Mid Week Bond Update

Russia: Fully Priced?

After strong returns in recent years, what's next for Russia's bonds and the ruble?

Despite being at the center of some of the world’s most contentious political issues, Russia has been kind to U.S. dollar-based fixed-income investors.

The Russian ruble has appreciated some 8.8% since the beginning of 20191 and has risen some 15% since January 2016, when it plummeted in reaction to tightened economic sanctions. Also, since January 2016, the yield on the Russian 5-year government bond has fallen from a high of about 10.9% to 6.25%.

Russian Ruble and 5-Year Government Bond Yield, Oct 21, 2014 – Oct 22, 2019

Source: Bloomberg.
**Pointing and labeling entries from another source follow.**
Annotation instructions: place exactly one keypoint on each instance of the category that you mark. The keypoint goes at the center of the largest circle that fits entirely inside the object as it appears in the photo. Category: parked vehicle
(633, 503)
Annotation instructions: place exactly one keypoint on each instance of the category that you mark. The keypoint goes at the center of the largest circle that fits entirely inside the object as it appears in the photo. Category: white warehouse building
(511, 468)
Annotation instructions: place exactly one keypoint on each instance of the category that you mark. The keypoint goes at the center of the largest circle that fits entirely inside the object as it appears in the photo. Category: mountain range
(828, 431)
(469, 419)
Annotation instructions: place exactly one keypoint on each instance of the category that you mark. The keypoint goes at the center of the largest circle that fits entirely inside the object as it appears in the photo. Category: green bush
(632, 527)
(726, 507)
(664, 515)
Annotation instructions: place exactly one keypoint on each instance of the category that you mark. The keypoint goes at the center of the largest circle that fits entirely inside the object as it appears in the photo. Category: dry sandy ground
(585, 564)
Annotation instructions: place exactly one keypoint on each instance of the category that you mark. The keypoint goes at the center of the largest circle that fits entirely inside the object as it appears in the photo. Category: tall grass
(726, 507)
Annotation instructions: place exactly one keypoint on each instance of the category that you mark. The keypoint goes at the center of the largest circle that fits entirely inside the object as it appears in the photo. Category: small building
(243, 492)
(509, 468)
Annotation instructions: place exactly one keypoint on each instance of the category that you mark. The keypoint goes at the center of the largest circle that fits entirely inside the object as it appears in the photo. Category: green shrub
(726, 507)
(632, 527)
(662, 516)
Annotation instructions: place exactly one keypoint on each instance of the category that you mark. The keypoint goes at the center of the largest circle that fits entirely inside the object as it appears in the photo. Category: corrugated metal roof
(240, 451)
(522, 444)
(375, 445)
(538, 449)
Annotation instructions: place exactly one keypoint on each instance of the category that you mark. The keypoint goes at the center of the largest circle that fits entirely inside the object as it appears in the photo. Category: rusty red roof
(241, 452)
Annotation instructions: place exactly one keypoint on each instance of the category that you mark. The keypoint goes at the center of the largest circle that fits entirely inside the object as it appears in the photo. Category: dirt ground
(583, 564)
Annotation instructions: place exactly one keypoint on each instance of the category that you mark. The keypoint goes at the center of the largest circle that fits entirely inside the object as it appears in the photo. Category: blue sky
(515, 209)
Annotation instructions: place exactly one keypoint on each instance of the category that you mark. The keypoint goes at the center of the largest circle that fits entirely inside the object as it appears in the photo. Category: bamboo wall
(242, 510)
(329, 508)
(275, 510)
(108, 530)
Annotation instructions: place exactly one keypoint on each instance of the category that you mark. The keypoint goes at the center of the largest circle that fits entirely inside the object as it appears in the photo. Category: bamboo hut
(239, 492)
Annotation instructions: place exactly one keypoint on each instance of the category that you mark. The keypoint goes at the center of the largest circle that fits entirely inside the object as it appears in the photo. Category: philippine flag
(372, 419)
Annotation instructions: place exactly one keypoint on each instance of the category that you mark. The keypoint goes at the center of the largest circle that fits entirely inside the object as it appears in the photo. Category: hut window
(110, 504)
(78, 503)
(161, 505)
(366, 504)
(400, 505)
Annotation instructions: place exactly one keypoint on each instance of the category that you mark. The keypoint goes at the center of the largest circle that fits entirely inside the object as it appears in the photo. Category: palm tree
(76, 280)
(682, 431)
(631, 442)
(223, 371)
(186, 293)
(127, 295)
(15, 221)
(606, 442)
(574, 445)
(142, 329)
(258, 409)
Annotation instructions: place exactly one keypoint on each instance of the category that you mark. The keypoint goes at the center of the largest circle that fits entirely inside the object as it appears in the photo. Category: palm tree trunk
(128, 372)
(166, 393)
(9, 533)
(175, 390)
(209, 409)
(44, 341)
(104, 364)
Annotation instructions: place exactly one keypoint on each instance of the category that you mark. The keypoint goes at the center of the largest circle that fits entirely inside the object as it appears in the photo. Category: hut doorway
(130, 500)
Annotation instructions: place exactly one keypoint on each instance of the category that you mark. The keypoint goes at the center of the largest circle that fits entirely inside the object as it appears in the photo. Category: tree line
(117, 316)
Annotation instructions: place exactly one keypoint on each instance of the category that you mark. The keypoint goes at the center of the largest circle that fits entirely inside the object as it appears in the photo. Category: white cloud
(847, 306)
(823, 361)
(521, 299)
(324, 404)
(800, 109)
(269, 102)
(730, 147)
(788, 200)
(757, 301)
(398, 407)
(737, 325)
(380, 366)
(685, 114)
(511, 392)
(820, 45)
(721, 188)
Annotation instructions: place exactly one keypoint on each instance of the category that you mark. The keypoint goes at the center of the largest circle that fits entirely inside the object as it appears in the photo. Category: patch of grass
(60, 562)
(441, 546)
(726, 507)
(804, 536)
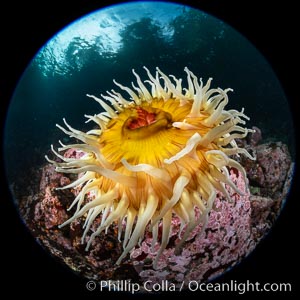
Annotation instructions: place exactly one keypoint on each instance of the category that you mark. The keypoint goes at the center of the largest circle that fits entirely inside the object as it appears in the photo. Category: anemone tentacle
(155, 152)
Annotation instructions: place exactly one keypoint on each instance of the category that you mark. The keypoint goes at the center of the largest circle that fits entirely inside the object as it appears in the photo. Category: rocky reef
(232, 232)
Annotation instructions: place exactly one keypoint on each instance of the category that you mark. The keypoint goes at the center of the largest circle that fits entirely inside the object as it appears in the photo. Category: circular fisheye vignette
(164, 180)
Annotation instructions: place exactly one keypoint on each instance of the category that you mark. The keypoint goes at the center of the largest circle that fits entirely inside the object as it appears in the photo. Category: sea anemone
(163, 151)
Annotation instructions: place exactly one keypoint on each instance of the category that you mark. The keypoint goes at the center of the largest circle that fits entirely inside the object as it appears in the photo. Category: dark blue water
(54, 86)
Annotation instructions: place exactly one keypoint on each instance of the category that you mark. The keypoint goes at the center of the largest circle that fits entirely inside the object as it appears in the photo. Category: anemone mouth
(146, 121)
(157, 154)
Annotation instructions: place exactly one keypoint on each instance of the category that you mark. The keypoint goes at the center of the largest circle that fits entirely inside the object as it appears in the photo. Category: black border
(26, 26)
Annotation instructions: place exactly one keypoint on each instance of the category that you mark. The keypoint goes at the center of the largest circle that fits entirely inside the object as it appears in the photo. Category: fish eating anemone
(160, 151)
Past performance is no guarantee of future results.  This information is provided for illustrative purposes only and does not reflect the performance of an actual investment.


These moves are in part due to markets’ recognition of greatly improved fundamentals, according to Brandywine Global’s Alberto Boquin.  Russia’s central bank acted resolutely in 2014, hiking rates to as much as 17% in the face of the first sanctions, which occurred during a period of record declines in the price of crude oil, the country’s leading export and source of foreign exchange.  Stability in energy prices in the intervening years has contributed to a strong balance of payments, which has boosted the country’s reserves, giving it the ability to increase fiscal stimulus as its key export markets, especially Europe, experience yet another slowdown.
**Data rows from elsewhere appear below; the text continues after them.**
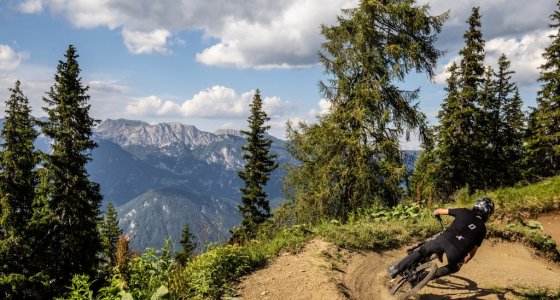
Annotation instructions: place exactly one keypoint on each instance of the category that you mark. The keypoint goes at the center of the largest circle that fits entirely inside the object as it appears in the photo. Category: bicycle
(420, 273)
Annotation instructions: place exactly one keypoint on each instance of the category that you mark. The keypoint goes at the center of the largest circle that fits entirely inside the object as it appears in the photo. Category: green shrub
(212, 274)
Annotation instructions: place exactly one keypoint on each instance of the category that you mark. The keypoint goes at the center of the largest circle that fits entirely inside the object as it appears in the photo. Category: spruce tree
(18, 181)
(508, 128)
(464, 119)
(450, 137)
(543, 140)
(188, 243)
(73, 198)
(515, 128)
(109, 231)
(471, 159)
(255, 208)
(352, 157)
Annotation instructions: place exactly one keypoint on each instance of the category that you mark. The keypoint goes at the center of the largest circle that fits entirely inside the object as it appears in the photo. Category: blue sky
(198, 62)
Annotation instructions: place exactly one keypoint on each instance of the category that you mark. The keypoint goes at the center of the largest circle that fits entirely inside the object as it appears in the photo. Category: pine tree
(109, 231)
(188, 242)
(514, 152)
(471, 160)
(451, 138)
(543, 141)
(73, 198)
(352, 158)
(462, 135)
(255, 208)
(508, 128)
(18, 181)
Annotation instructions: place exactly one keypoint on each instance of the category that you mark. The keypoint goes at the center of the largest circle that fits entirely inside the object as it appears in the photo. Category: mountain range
(164, 175)
(161, 176)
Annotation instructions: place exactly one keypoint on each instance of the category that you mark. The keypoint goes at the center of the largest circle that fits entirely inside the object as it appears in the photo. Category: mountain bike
(418, 274)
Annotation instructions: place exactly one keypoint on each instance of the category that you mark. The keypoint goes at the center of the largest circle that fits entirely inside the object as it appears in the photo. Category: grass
(213, 275)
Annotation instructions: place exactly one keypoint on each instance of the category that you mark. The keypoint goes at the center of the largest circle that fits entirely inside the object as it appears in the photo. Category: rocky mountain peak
(229, 132)
(128, 133)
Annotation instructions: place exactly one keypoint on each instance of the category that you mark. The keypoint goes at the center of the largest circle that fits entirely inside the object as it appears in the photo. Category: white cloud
(217, 102)
(152, 106)
(324, 108)
(10, 59)
(525, 54)
(31, 6)
(139, 42)
(251, 34)
(291, 39)
(87, 13)
(107, 87)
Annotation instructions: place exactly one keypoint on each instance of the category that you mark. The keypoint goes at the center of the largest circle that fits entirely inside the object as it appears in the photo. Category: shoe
(393, 271)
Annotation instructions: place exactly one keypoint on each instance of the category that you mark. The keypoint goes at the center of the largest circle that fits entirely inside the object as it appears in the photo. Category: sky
(199, 62)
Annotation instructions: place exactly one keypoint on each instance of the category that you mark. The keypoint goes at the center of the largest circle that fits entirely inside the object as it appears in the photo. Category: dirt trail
(500, 270)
But as always, the real question for investors is whether the improvements are coming to an end in the face of a possible global slowdown.  With much good news already reflected in currency and bond markets, the answer remains to be seen.

On the rise: EM debt and currencies

Over the past six weeks, EM bonds and currencies have generally seen positive returns with local currency results stronger than U.S. dollar returns. That’s in part due to 18 of 24 EM currencies tracked by the Bloomberg World Currency Ranker rising versus the U.S. dollar. Top five gainers were the Mexican peso (+4.27%), Russian ruble (+3.88%), Polish zloty (+2.46%), Taiwan dollar (+2.38%) and Korean won (+2.19%).2

Despite uncertainty about global growth conditions, it’s certainly possible that the Fed’s recent dovish pivot and signs of slowing US growth outperformance are constructive for EM financial conditions, and that yield-seeking flows could be supportive of dollar-denominated EM sovereign debt. Those inflows could allow EM central banks to lower rates and support economic activity, which could be especially supportive of EM local-currency debt, due in part to appreciation of EM currencies vs. the dollar.

On the slide: Australia bank rates

The Reserve Bank of Australia (RBA) has reduced rates three times since June after almost three years on the sidelines and has maintained an explicit easing bias.

Growth has slowed in Australia, but the housing market may have bottomed, with prices rising after almost two years of declines. The wealth effect from a turnaround in housing may help improve the lackluster contribution to GDP growth from the consumer over the past year or so. Though very strong, jobs growth has failed to keep pace with record labor force participation over the past year, resulting in a small rise in the unemployment rate, one of the key indicators the RBA has openly continued to target in its rate-setting deliberations. It’s therefore possible that yields could continue to fall as monetary-led economic improvements continue.


Note: The year for all dates is 2019 unless otherwise indicated.

1 Source: Bloomberg. Results are for the Russian ruble vs. the U.S. dollar, Jan 1, 2019 – Oct. 22, 2019. Unless otherwise indicated, all data are on as of close of trading ET, October 22, 2019.

2 Source: Bloomberg for period of 8/31/19 – 10/15/19



The Russian ruble (ruble) is the currency of the Russian Federation (Russia).

A balance of payments, or current account balance summarizes the flow of goods, services, income and transfer payments into and out of a country

Gross Domestic Product (“GDP”) is an economic statistic which measures the market value of all final goods and services produced within a country in a given period of time.

Emerging markets (EM) are nations with social or business activity in the process of rapid growth and industrialization. These nations are sometimes also referred to as developing or less developed countries.